Friday, February 17, 2012

The Case for Healing Systems

We don't need another word about taking a day off! Most of the stuff I read about clergy health has to do with getting ministers to make a personal change. For every ten articles read on the subject, you will possibly find one that attempts some larger analysis of the problem.

The question of justice, of first doing no harm, asks, why is the health and wholeness of clergy falling at a rate faster than the health of parishioners? Very few are asking it- fewer are addressing it.

While there are exceptions, many pieces patronizingly conclude the obvious, with a sort of Good Housekeeping checklist for better health: better diet and exercise and rest. But that's all you get if the problem of clergy burn-out is only about certain individuals being careless about their health.

In some harsher, more extreme pieces, the culprits lie with clergy themselves: our idolatry, false teaching, and lack of true repentance is what gets us burned out. Elsewhere, clergy drop outs are explained by invalidating a previous call since what they said about you when you were ordained ("young and/or gifted") is no longer true.

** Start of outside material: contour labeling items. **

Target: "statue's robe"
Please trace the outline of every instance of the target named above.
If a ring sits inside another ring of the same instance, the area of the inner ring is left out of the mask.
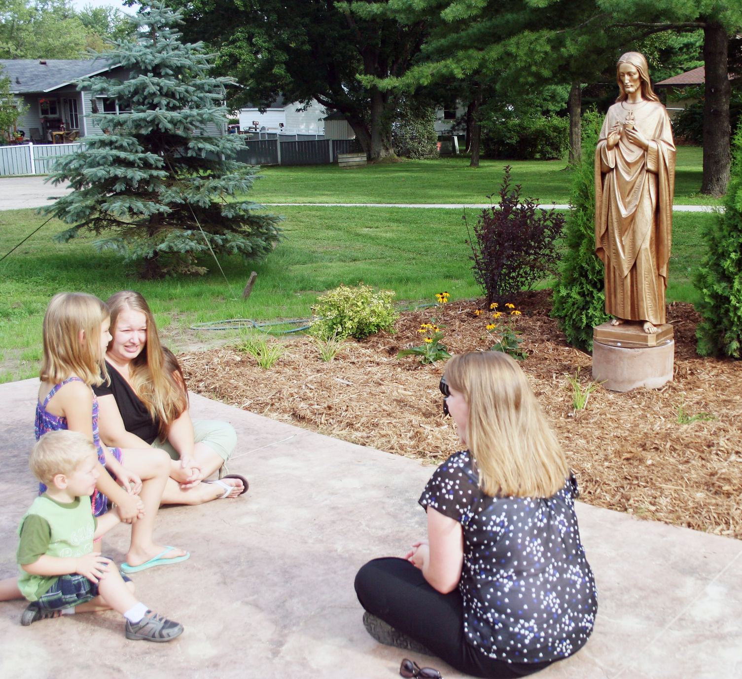
[[[644,150],[621,134],[606,138],[629,111]],[[620,102],[608,111],[595,152],[595,248],[605,265],[605,311],[617,318],[665,322],[670,258],[675,145],[665,107],[643,100]]]

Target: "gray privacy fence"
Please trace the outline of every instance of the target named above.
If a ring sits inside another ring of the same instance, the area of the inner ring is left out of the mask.
[[[0,146],[0,177],[47,175],[58,156],[74,153],[82,146],[72,143]],[[354,139],[284,141],[282,136],[281,139],[246,140],[245,148],[237,152],[237,160],[248,165],[321,165],[335,163],[338,153],[350,153],[358,148]]]
[[[0,146],[0,176],[48,175],[61,155],[74,153],[82,144],[19,144]]]

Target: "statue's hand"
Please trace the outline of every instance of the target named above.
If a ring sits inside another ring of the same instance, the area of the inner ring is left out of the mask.
[[[646,151],[647,149],[649,148],[649,140],[636,128],[627,127],[626,129],[626,138],[630,142],[631,142],[631,143],[636,144],[637,146],[639,146],[640,149],[643,149],[645,151]]]
[[[608,137],[605,139],[605,146],[610,151],[616,144],[618,143],[618,140],[621,138],[621,129],[623,126],[620,123],[617,123],[608,131]]]

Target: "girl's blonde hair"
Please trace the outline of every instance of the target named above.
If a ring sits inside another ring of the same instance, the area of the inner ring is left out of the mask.
[[[512,358],[501,351],[461,354],[446,364],[445,378],[469,406],[467,444],[485,493],[548,498],[564,485],[564,452]]]
[[[107,379],[100,326],[108,317],[108,308],[93,295],[59,293],[52,297],[44,315],[42,382],[59,384],[74,375],[85,384],[98,385]]]
[[[159,422],[157,435],[166,438],[171,423],[188,409],[188,396],[167,365],[154,316],[144,297],[131,290],[111,295],[105,303],[111,311],[111,335],[116,332],[119,315],[126,309],[139,311],[147,319],[147,342],[131,362],[129,375],[134,393],[147,406],[150,416]]]

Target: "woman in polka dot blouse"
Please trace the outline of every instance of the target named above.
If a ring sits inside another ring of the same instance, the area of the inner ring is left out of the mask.
[[[442,388],[466,450],[420,498],[427,539],[355,579],[382,643],[476,677],[522,677],[577,652],[593,629],[595,580],[574,513],[577,484],[518,364],[471,351]]]

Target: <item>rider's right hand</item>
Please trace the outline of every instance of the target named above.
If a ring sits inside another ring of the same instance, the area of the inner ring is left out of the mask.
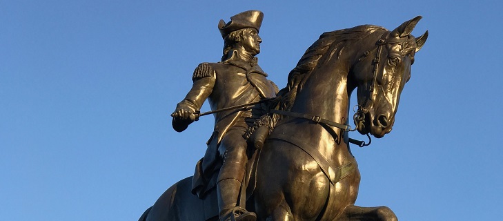
[[[171,117],[174,118],[179,118],[181,119],[190,120],[191,122],[195,121],[196,114],[195,111],[184,105],[179,105],[177,109],[175,110],[171,114]]]

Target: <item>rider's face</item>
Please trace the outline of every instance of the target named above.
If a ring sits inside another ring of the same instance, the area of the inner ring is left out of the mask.
[[[255,28],[248,28],[246,30],[246,39],[241,42],[244,49],[254,56],[260,52],[260,42],[262,39]]]

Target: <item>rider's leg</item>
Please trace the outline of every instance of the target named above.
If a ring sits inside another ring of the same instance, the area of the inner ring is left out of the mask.
[[[243,133],[241,130],[228,131],[219,147],[222,166],[217,183],[217,195],[221,220],[225,220],[231,213],[236,213],[234,215],[236,220],[256,219],[253,213],[244,210],[245,205],[238,204],[248,160],[246,141],[243,138]]]

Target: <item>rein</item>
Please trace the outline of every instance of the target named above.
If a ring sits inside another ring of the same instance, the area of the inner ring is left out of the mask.
[[[335,122],[331,120],[328,120],[328,119],[322,118],[322,117],[319,117],[319,116],[311,115],[305,114],[305,113],[296,113],[296,112],[285,111],[285,110],[275,110],[275,109],[270,110],[269,112],[271,113],[275,113],[275,114],[279,114],[279,115],[285,115],[285,116],[309,119],[316,124],[323,124],[325,125],[337,127],[338,128],[344,130],[346,132],[355,131],[356,131],[356,129],[357,128],[357,126],[354,129],[351,129],[351,126],[349,125]],[[357,115],[359,115],[359,111],[355,113],[355,116],[354,116],[355,118],[357,117]],[[372,143],[372,139],[371,138],[371,136],[368,135],[368,133],[367,133],[366,135],[367,135],[367,137],[368,137],[368,143],[365,143],[364,141],[357,140],[353,139],[353,138],[349,138],[349,142],[351,144],[353,144],[358,145],[358,146],[359,146],[359,147],[364,147],[365,146],[371,145],[371,143]]]

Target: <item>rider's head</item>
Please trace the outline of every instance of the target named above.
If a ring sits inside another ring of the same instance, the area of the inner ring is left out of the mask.
[[[262,23],[264,14],[258,10],[241,12],[230,17],[230,21],[226,23],[220,20],[218,28],[224,38],[224,59],[232,49],[241,48],[255,56],[260,52],[259,30]]]

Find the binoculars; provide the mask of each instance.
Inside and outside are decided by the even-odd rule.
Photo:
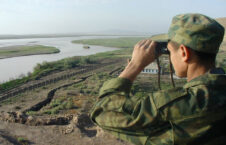
[[[168,42],[157,42],[155,52],[157,52],[158,55],[169,54],[169,51],[167,49],[167,44]]]

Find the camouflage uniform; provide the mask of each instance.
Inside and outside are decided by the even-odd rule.
[[[178,32],[174,33],[182,32],[175,24],[185,26],[184,24],[188,22],[197,23],[200,17],[203,19],[203,15],[195,14],[198,17],[195,21],[192,15],[179,15],[173,19],[168,33],[171,40],[180,44],[186,43],[186,39],[181,39],[183,36],[179,37],[176,36]],[[219,37],[221,40],[211,45],[218,47],[214,47],[213,50],[213,47],[207,46],[205,51],[201,47],[202,43],[211,42],[216,38],[204,34],[200,37],[204,36],[211,38],[201,39],[194,49],[217,53],[222,38]],[[189,40],[187,44],[190,44],[192,41],[188,37],[186,36]],[[118,138],[134,144],[225,144],[226,75],[224,71],[213,69],[183,87],[157,91],[143,97],[130,95],[131,86],[131,81],[125,78],[115,78],[105,82],[100,90],[99,100],[91,111],[92,121]]]

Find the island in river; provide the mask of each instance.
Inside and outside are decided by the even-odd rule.
[[[38,55],[38,54],[51,54],[59,53],[60,50],[43,45],[17,45],[17,46],[7,46],[0,47],[0,59],[18,57],[18,56],[27,56],[27,55]]]

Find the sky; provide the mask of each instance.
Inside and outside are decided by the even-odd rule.
[[[0,0],[0,35],[165,33],[181,13],[226,17],[226,0]]]

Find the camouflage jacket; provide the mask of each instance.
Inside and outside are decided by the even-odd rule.
[[[92,121],[134,144],[225,144],[226,75],[207,73],[143,97],[129,95],[131,86],[123,78],[106,82]]]

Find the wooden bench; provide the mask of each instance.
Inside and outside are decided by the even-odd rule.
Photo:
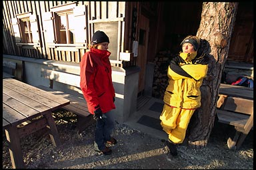
[[[80,89],[80,75],[63,72],[59,70],[42,69],[41,76],[49,80],[49,87],[39,86],[39,88],[69,100],[70,104],[63,107],[63,108],[77,116],[77,126],[79,133],[81,133],[93,122],[93,116],[89,112],[86,101],[83,97],[78,97],[53,89],[55,81],[73,86]]]
[[[219,94],[216,112],[219,122],[235,126],[235,136],[228,139],[227,147],[238,149],[253,126],[253,100]]]

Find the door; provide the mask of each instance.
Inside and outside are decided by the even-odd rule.
[[[149,19],[141,15],[139,17],[139,46],[137,58],[137,66],[141,68],[139,73],[138,93],[142,93],[145,88],[147,46],[149,41]]]

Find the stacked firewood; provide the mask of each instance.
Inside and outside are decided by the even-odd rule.
[[[168,86],[167,70],[171,60],[174,56],[170,50],[160,51],[154,60],[155,70],[152,87],[152,96],[163,99]]]

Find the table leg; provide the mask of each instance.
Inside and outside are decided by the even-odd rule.
[[[9,142],[9,151],[13,168],[24,168],[21,142],[17,126],[11,126],[5,129],[6,138]]]
[[[59,146],[61,144],[61,140],[59,139],[59,135],[56,128],[55,122],[54,122],[53,118],[51,116],[51,112],[45,114],[44,116],[47,120],[47,128],[49,128],[50,130],[49,135],[53,145]]]

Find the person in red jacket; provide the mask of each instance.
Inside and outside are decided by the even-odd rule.
[[[117,140],[111,136],[115,126],[111,110],[115,109],[115,94],[109,58],[111,52],[107,50],[109,39],[104,32],[97,31],[91,42],[80,62],[80,87],[88,110],[96,120],[94,149],[110,155],[112,150],[106,144],[115,145]]]

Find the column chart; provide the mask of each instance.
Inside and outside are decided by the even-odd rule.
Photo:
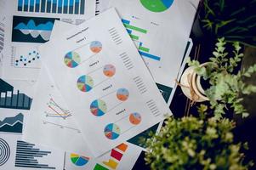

The more we can reduce everything to a few maladjusted individuals having a problem, the more we can explain the problem away and no real structural changes or safeguards are needed. Of course more sabbath, real mentoring relationships, and regular spiritual direction are helpful for personal health and recovery! But with the institutional gold standard of success being higher and higher and higher numbers, we only become a healthier fuel for the furnace.

Friday, February 3, 2012

The Absurdity of Ministry Models

Richard Lischer's wonderful memoir, Open Secrets, reminded me of an oft repeated phrase from divinity school days. Being a "quivering mass of availability" was an epithet used for those of the Rogerian bent. Carl Rogers, the founder of the Rational-Emotive School of Psychotherapy, was the Socratic figure of the Twentieth Century.

In contrast to the Rogerian method of listening to and validating others, we were warned not be rudderless and passive in our pastoral leadership. It was the 80's and the new model, "pastoral assertiveness," was in. But the assertive leader, I later learned, assumed that one is available first to God and to oneself, in order to be fully present to others. As one wise clinician in pastoral care said, "The quality of any pastoral intervention depends on the quality of your inner self."

Like a vortex of false promises, the tempting lie is to try to please others or ourselves by copying some ideal. It makes us susceptible to being led away from our true self. We might become less aware of everyone in our life, even to God and ourselves. We easily wander off our true path- what we are gifted to do- in ministry to others.

Assuming we can conform to the image of what people consider to be successful, we may not be better off at all. Maybe the best "model" is none at all, because the people we serve are not abstractions --and neither are we! Why search for the ideal in what is ultimately false in you and thereby encourage others to do the same?

Our identity itself is a mystery, known and loved most exhaustively by God alone. (Psalm 139, I Corinthians 13). Our true self, our most alive and God -infused life is not about finding the ideal model or scheme in ministry, but rather, being connected to the life- giving Holy and Loving Spirit. This connection is the head water and the source of all ministry.